The Value of MCG Applications in FM
FM has rapid progression and poor prognosis. Early diagnosis is key, but endomyocardial biopsy, the preferred method, it is not always accessible. Clinical symptoms and CMR are often used for diagnosis, but can be expensive and time-consuming. Non-invasive methods, such as ECG, have limitations due to tissue conduction and a limited number of leads. Tolstrup et al. [14] have found that MCG is more sensitive and accurate than ECG when combined with troponin and either invasive coronary angiography or SPECT for detecting myocardial injury. The results in our case showed that MCG can provide clinical evidence of myocardial injury in the early stages of the onset of FM. Moreover, the MCG findings showed high concordance with the recovery of exercise tolerance, cardiac function, and nuclear magnetic resonance at the 7-month follow-up.

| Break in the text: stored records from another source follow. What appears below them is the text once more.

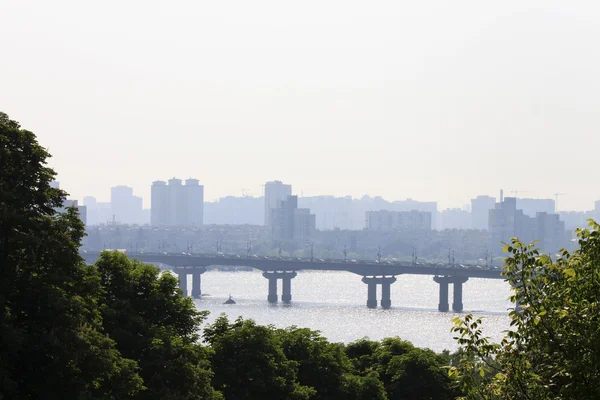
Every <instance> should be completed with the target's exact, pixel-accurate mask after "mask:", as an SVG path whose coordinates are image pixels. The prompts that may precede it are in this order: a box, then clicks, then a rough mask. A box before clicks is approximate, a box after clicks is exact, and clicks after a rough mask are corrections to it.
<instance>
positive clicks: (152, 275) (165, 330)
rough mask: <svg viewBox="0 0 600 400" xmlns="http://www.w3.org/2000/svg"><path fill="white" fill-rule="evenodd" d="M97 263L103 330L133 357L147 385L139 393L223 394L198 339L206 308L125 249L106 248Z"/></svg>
mask: <svg viewBox="0 0 600 400" xmlns="http://www.w3.org/2000/svg"><path fill="white" fill-rule="evenodd" d="M95 268H97V273H98V275H99V277H100V285H101V288H102V292H101V296H100V297H99V300H98V303H99V305H100V310H101V314H102V319H103V325H104V331H105V332H106V333H107V334H108V335H109V336H110V337H111V338H112V339H114V340H115V341H116V343H117V348H118V349H119V350H120V352H121V353H122V354H123V355H124V356H125V357H128V358H130V359H133V360H135V361H136V362H137V363H138V365H139V367H140V371H139V373H140V375H141V376H142V378H143V380H144V384H145V386H146V388H147V389H146V390H144V391H142V392H140V393H139V394H138V395H137V397H136V398H137V399H143V400H151V399H167V400H187V399H190V400H191V399H219V398H221V395H220V394H219V393H217V392H215V391H214V389H213V388H212V385H211V378H212V375H213V374H212V371H211V369H210V361H209V350H208V349H207V348H205V347H203V346H201V345H200V344H199V343H198V339H199V335H198V332H199V330H200V324H201V323H202V321H204V319H205V318H206V316H207V314H208V313H207V312H198V311H196V309H195V307H194V304H193V302H192V300H191V299H190V298H186V297H183V296H182V294H181V291H180V290H179V289H178V283H177V279H176V278H175V277H174V276H173V275H171V274H170V273H164V274H160V270H159V269H158V268H157V267H155V266H153V265H150V264H144V263H142V262H140V261H137V260H130V259H129V258H127V256H126V255H125V254H123V253H120V252H117V251H114V252H103V253H102V254H101V255H100V258H99V259H98V261H96V264H95Z"/></svg>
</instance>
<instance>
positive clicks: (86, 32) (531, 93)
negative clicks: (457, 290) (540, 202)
mask: <svg viewBox="0 0 600 400" xmlns="http://www.w3.org/2000/svg"><path fill="white" fill-rule="evenodd" d="M598 20H600V3H598V2H593V1H585V2H584V1H569V2H566V1H553V0H543V1H526V0H525V1H523V0H522V1H496V2H484V1H453V2H450V1H441V0H430V1H424V2H420V1H418V2H417V1H401V2H400V1H383V0H382V1H360V2H358V1H349V0H344V1H333V0H332V1H324V0H320V1H312V0H305V1H302V2H288V1H281V0H278V1H261V0H255V1H247V0H244V1H233V0H232V1H179V0H172V1H168V2H166V1H160V2H159V1H133V0H129V1H112V0H109V1H102V2H83V1H62V0H55V1H52V2H49V1H10V0H0V48H1V50H0V54H1V55H0V111H4V112H6V113H7V114H9V116H11V118H12V119H15V120H17V121H19V122H20V123H21V125H22V126H23V128H26V129H28V130H31V131H33V132H34V133H36V135H37V136H38V140H39V142H40V143H41V144H42V145H43V146H44V147H47V148H48V149H49V150H50V153H51V154H52V155H53V157H52V159H51V160H50V165H51V166H52V167H53V168H54V169H55V170H56V171H57V173H58V180H59V181H60V182H61V187H62V188H63V189H65V190H67V191H68V192H69V193H70V195H71V197H73V198H79V199H81V198H83V197H84V196H87V195H91V196H95V197H97V198H98V200H100V201H108V200H109V198H110V187H111V186H116V185H127V186H131V187H133V188H134V191H135V193H136V194H137V195H141V196H143V197H144V201H145V207H149V206H150V185H151V183H152V181H154V180H159V179H160V180H167V179H169V178H171V177H179V178H181V179H186V178H189V177H194V178H197V179H199V180H200V181H201V183H202V184H204V187H205V200H215V199H217V198H219V197H222V196H227V195H235V196H241V195H242V191H244V193H246V194H251V195H254V196H259V195H261V194H262V185H263V184H264V182H266V181H270V180H276V179H277V180H282V181H284V182H285V183H290V184H292V186H293V190H294V192H295V193H296V194H298V195H304V196H313V195H325V194H329V195H336V196H344V195H351V196H354V197H361V196H363V195H365V194H368V195H371V196H376V195H377V196H382V197H384V198H385V199H387V200H401V199H406V198H412V199H415V200H422V201H438V204H439V207H440V208H441V209H442V208H446V207H460V206H461V205H463V204H466V203H469V199H470V198H472V197H475V196H476V195H478V194H487V195H493V196H498V193H499V191H500V189H504V192H505V195H510V194H511V192H512V191H515V190H517V191H519V192H520V194H519V196H520V197H533V198H536V197H538V198H554V193H564V194H563V195H561V196H560V198H559V204H558V208H559V209H560V210H567V209H570V210H589V209H592V208H593V202H594V201H595V200H598V199H600V187H599V185H598V182H599V175H600V173H599V172H598V171H599V169H598V166H597V155H598V153H597V152H598V149H599V147H600V146H599V144H600V135H599V131H600V129H599V128H600V112H599V110H600V73H599V71H600V52H599V51H598V42H599V39H600V24H598V23H597V21H598Z"/></svg>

These findings support MCGs potential to provide valuable clinical information regarding early myocardial damage in FM and to facilitate ongoing monitoring.
Magnetocardiography has shown promise in assessing myocardial injury in studies using various parameters to diagnose cardiovascular diseases. Lim et al. [15] have found that MCG has high accuracy in diagnosing NSTEMI, with a sensitivity of 96.4% and specificity of 85%. Shin et al. [16] have found that combining quantitative and qualitative MCG parameters can accurately diagnose CAD in patients without typical angina with 84.8% accuracy. However, current MCG technology cannot visually identify the cause of myocardial injury. Future clinical studies and advanced analysis methods, such as machine learning, are needed to improve MCG’s diagnostic capabilities.
MCG for Evaluating Treatment Options for Patients with MB
Our findings indicate that MCG may be a valuable tool for assessing treatment strategies for MB, a congenital anomaly in which a coronary artery courses through the myocardium and is present in approximately one-third of adults [17]. The treatment of asymptomatic patients is generally not advised, whereas cardiac surgery may be a viable option for individuals with refractory angina. Patient-reported symptoms are often subjective in nature, and definitive guidelines or clinical trials are lacking for the pre-surgical evaluation of patients with MB [18]. In the case, patient exhibited a systolic compression ratio of 90% in the left anterior descending MB. However, after complete recovery from FM, no significant positive findings were detected on the MCGs, suggesting that the myocardial bridge did not lead to myocardial injury. Consequently, MB interventions were not deemed necessary for our patient. Overall, OPM-MCG has the potential to evaluate the severity of MB in patients, because myocardial ischemia resulting from MBs may manifest as abnormalities in the TT segment of the MCGs. Consequently, OPM-MCG may serve as a tool for assessing myocardial ischemia induced by MB, thereby providing clinical guidance regarding the need for intervention.
Conclusion
OPM-MCG is a valuable tool for therapy monitoring in FMs, serving as a safe, non-invasive, and highly effective test for ancillary diagnostics and long-term prognostic follow-up. Additionally, MCG may aid in clinical decision-making regarding the need for further interventions in patients with MB.